If the clone behaves indistinguishably from the human it is based on, then there is simply nothing more to say. It doesn’t matter what is going on inside.
If the clone behaves indistinguishably from the human it is based on, then there is simply nothing more to say. It doesn’t matter what is going on inside.
Right, I agree on that. The problem is, “behaves indistinguishably” for how long? You can’t guarantee whether it will stop acting that way in the future, which is what is predicted by deceptive alignment.
Perhaps you could rephrase this post as an implication:
IF you can make a machine that constructs human-imitator-AI systems,
THEN AI alignment in the technical sense is mostly trivialized and you just have the usual political human-politics problems plus the problem of preventing anyone else from making superintelligent black box systems.
So, out of these three problems which is the hard one?

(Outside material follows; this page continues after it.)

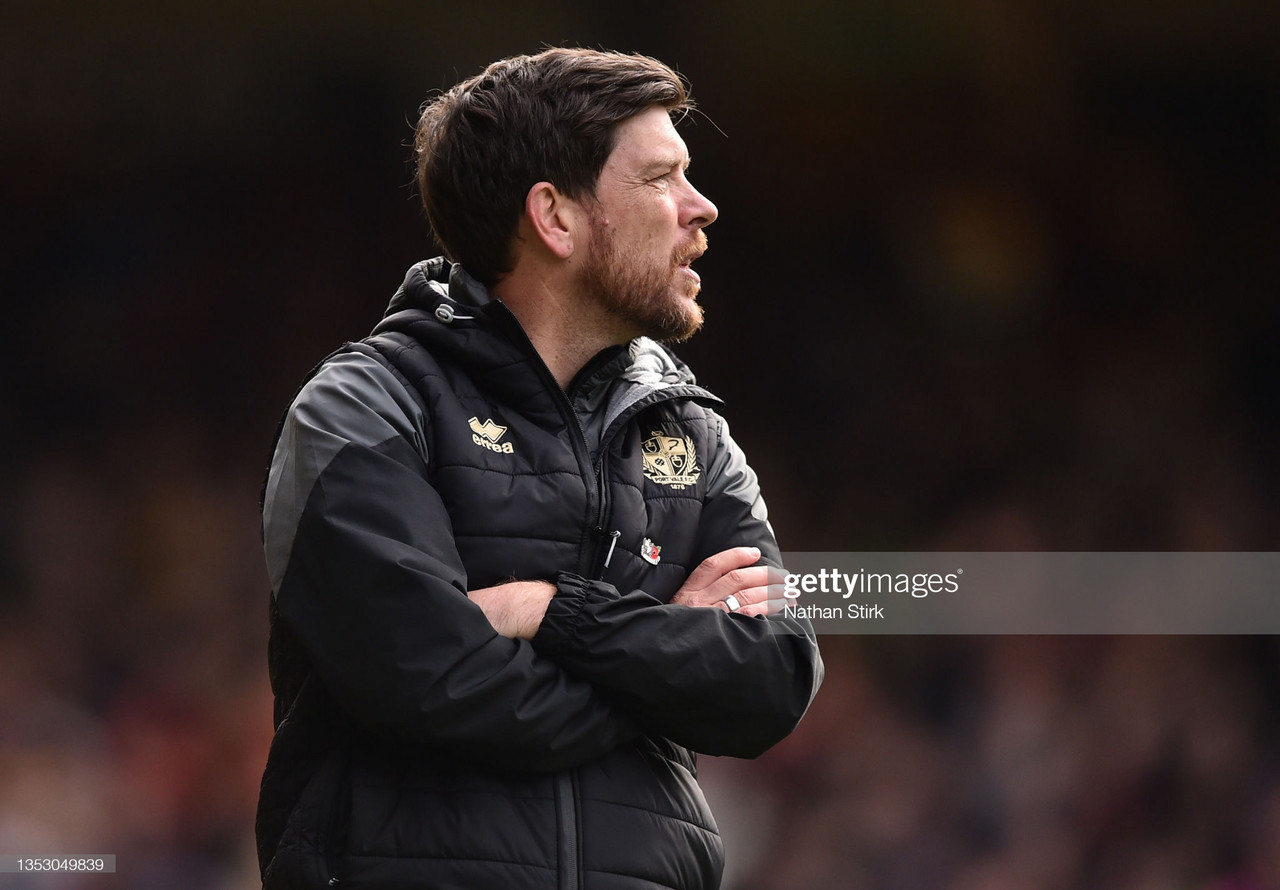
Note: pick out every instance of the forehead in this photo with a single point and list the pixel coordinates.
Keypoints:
(648, 138)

(1) Make a machine that constructs human-imitator-AI systems
(2) Solve usual political human-politics problems
(3) Prevent anyone else from making superintelligent black box systems
All three of these are hard, and all three fail catastrophically.
If you could make a human-imitator, the approach people usually talk about is extending this to an emulation of a human under time dilation. Then you take your best alignment researcher(s), simulate them in a box thinking about AI alignment for a long time, and launch a superintelligence with whatever parameters they recommend. (Aka: Paul Boxing)

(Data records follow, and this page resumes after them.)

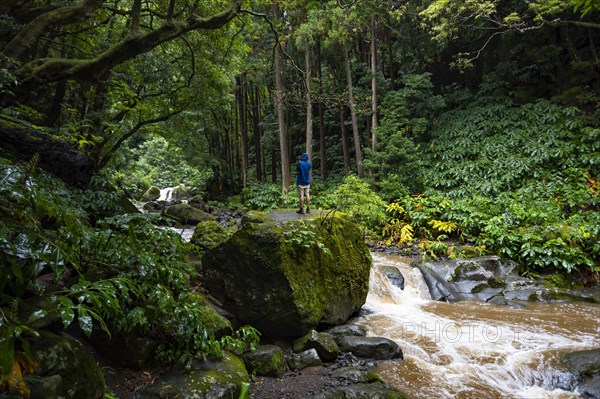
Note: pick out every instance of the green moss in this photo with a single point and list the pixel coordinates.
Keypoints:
(287, 277)
(479, 288)
(496, 283)
(208, 235)
(558, 280)
(216, 324)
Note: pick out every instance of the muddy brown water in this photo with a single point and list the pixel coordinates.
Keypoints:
(472, 349)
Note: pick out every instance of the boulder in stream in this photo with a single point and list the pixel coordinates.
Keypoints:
(323, 343)
(287, 275)
(67, 370)
(371, 347)
(187, 214)
(208, 379)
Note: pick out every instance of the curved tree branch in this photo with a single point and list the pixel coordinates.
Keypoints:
(48, 70)
(23, 42)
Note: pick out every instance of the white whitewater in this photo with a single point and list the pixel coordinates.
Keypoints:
(472, 349)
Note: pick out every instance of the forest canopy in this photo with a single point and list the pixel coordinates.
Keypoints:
(461, 103)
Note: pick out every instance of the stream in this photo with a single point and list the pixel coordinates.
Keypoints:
(473, 349)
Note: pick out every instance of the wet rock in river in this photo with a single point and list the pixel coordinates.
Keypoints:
(371, 347)
(286, 276)
(323, 343)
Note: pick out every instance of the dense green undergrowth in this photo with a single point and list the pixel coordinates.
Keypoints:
(518, 181)
(119, 273)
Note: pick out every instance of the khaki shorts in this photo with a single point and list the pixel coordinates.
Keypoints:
(304, 190)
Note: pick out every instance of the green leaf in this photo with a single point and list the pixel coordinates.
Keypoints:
(85, 320)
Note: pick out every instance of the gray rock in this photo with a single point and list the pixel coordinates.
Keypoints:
(371, 347)
(344, 330)
(375, 390)
(354, 375)
(323, 343)
(266, 360)
(302, 360)
(394, 275)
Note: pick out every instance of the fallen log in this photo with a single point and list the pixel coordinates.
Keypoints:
(56, 156)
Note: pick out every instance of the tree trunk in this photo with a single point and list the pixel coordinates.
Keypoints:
(241, 81)
(355, 133)
(257, 132)
(345, 146)
(283, 142)
(392, 72)
(373, 83)
(322, 154)
(309, 118)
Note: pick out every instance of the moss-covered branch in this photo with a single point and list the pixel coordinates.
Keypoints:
(49, 70)
(40, 25)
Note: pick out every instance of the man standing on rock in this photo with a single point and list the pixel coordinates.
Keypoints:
(303, 180)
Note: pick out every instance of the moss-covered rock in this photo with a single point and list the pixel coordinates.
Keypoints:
(287, 277)
(135, 352)
(323, 343)
(210, 379)
(180, 193)
(187, 214)
(215, 324)
(67, 370)
(208, 235)
(266, 360)
(152, 194)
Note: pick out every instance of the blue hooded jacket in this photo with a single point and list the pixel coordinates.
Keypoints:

I would be very surprised if all three of these are equally hard, and I suspect that (1) is the easiest and by a long shot.

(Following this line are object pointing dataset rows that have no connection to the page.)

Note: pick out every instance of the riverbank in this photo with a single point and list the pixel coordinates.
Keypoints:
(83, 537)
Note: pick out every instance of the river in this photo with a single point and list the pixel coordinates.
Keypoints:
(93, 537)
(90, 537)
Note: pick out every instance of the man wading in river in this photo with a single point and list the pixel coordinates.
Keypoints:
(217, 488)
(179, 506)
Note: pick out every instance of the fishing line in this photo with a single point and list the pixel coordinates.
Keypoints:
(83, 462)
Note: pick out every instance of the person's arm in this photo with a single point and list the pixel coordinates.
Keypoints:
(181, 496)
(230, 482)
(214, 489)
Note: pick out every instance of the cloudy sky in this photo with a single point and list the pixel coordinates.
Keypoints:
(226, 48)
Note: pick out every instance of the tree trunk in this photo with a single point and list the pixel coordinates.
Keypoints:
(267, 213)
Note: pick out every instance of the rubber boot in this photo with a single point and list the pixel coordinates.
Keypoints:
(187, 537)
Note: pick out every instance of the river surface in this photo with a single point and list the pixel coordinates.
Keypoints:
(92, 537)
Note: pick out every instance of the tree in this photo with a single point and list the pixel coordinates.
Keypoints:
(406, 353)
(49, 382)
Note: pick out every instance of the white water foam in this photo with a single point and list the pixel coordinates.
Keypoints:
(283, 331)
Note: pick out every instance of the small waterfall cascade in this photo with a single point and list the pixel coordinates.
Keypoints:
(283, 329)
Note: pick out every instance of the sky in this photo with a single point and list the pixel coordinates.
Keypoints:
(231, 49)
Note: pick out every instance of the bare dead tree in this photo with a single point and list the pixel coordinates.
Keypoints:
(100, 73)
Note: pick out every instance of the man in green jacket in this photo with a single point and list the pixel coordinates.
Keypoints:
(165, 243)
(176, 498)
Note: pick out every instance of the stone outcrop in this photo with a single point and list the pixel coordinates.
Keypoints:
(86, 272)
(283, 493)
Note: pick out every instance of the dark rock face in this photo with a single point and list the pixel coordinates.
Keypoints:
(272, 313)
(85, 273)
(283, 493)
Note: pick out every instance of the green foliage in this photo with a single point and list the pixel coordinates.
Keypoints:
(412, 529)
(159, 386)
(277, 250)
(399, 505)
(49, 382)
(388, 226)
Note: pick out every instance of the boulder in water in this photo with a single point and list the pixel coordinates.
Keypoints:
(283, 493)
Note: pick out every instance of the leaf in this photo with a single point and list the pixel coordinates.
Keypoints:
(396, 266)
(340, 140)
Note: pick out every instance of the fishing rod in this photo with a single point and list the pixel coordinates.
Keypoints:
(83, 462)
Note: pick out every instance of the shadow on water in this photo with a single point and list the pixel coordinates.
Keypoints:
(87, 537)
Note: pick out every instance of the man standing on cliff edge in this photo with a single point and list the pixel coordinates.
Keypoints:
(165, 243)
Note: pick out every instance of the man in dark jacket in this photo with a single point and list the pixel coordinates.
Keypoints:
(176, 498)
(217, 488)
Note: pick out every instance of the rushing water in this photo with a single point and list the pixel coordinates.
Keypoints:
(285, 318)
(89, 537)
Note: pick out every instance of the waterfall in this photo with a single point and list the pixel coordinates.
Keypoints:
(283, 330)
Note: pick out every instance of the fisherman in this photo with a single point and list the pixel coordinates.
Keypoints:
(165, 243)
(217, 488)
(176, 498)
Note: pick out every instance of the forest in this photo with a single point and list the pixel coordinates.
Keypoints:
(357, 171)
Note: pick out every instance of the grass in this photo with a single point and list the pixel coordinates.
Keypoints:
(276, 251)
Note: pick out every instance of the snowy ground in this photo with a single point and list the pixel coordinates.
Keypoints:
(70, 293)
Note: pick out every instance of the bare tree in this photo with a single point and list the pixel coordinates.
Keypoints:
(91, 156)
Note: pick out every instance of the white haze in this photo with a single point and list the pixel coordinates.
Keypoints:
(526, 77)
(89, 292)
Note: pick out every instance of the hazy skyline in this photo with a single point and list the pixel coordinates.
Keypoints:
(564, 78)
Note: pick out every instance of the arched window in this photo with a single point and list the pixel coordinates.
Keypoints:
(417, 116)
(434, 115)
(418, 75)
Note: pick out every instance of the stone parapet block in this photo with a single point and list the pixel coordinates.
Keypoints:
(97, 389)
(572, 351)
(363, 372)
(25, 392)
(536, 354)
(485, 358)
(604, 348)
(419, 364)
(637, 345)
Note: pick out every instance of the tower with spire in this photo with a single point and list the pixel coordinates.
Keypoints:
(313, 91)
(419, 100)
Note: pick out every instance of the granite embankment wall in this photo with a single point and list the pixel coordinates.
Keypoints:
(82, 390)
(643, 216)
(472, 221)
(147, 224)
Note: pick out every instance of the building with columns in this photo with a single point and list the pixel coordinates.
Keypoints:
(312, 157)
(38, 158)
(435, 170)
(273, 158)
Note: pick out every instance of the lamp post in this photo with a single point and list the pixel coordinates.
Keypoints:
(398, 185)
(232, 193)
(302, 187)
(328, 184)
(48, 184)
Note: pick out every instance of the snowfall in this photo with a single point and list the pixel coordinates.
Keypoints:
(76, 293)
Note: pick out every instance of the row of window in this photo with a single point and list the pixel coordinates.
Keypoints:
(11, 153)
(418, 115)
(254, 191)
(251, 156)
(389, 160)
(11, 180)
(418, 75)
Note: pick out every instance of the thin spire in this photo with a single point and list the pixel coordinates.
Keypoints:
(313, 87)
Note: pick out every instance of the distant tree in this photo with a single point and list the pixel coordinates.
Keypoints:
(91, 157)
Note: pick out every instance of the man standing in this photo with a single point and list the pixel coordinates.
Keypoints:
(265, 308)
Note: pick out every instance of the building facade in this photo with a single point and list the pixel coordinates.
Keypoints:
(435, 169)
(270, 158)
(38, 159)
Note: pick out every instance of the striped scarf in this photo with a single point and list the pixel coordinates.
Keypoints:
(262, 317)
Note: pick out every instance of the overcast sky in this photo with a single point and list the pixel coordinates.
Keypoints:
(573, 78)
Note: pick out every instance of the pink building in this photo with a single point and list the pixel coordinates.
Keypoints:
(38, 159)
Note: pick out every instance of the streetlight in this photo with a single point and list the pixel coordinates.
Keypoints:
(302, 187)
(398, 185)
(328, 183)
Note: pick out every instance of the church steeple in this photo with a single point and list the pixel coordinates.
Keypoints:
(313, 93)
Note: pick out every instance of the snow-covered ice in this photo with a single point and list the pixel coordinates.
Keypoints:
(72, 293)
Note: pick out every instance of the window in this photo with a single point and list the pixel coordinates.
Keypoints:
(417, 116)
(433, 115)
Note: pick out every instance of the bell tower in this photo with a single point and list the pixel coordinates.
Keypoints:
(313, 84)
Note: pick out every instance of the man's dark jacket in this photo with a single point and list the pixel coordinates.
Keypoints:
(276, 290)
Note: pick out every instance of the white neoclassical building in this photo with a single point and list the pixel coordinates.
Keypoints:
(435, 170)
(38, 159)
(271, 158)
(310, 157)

Making a human imitator AI, once you already have weakly superhuman AI is a matter of cutting down capabilities and I suspect that it can be achieved by distillation, i.e. using the weakly superhuman AI that we will soon have to make a controlled synthetic dataset for pretraining and finetuning and then a much larger and more thorough RLHF dataset.
Finally you’d need to make sure the model didn’t have too many parameters.
I would mostly disagree with the implication here:
I would say sure, it seems possible to make a machine that imitates a given human well enough that I couldn’t tell them apart—maybe forever! But just because it’s possible in theory doesn’t mean we are anywhere close to doing it, knowing how to do it, or knowing how to know how to do it.
Maybe an aside: If we could align an AI model to the values of like, my sexist uncle, I’d still say it was an aligned AI. I don’t agree with all my uncle’s values, but he’s like, totally decent. It would be good enough for me to call a model like that “aligned.” I don’t feel like we need to make saints, or even AI models with values that a large number of current or future humans would agree with, to be safe.
that’s a good point, but then you have to explain why it would be hard to make a functional digital copy of a human given that we can make AIs like ChatGPT-o1 that are at 99th percentile human performance on most short-term tasks. What is the blocker?
Of course this question can be settled empirically.…
It sounds like you’re asking why inner alignment is hard (or maybe why it’s harder than outer alignment?). I’m pretty new here—I don’t think I can explain that any better than the top posts in the tag.
Re: o1, it’s not clear to me that o1 is an instantiation of a creator’s highly specific vision. It seems more to me like we tried something, didn’t know exactly where it would end up, but it sure is nice that it ended up in a useful place. It wasn’t planned in advance exactly what o1 would be good at/bad at, and to what extent—the way that if you were copying a human, you’d have to be way more careful to consider and copy a lot of details.
I don’t think “inner alignment” is applicable here.
If the clone behaves indistinguishably from the human it is based on, then there is simply nothing more to say. It doesn’t matter what is going on inside.
Right, I agree on that. The problem is, “behaves indistinguishably” for how long? You can’t guarantee whether it will stop acting that way in the future, which is what is predicted by deceptive alignment.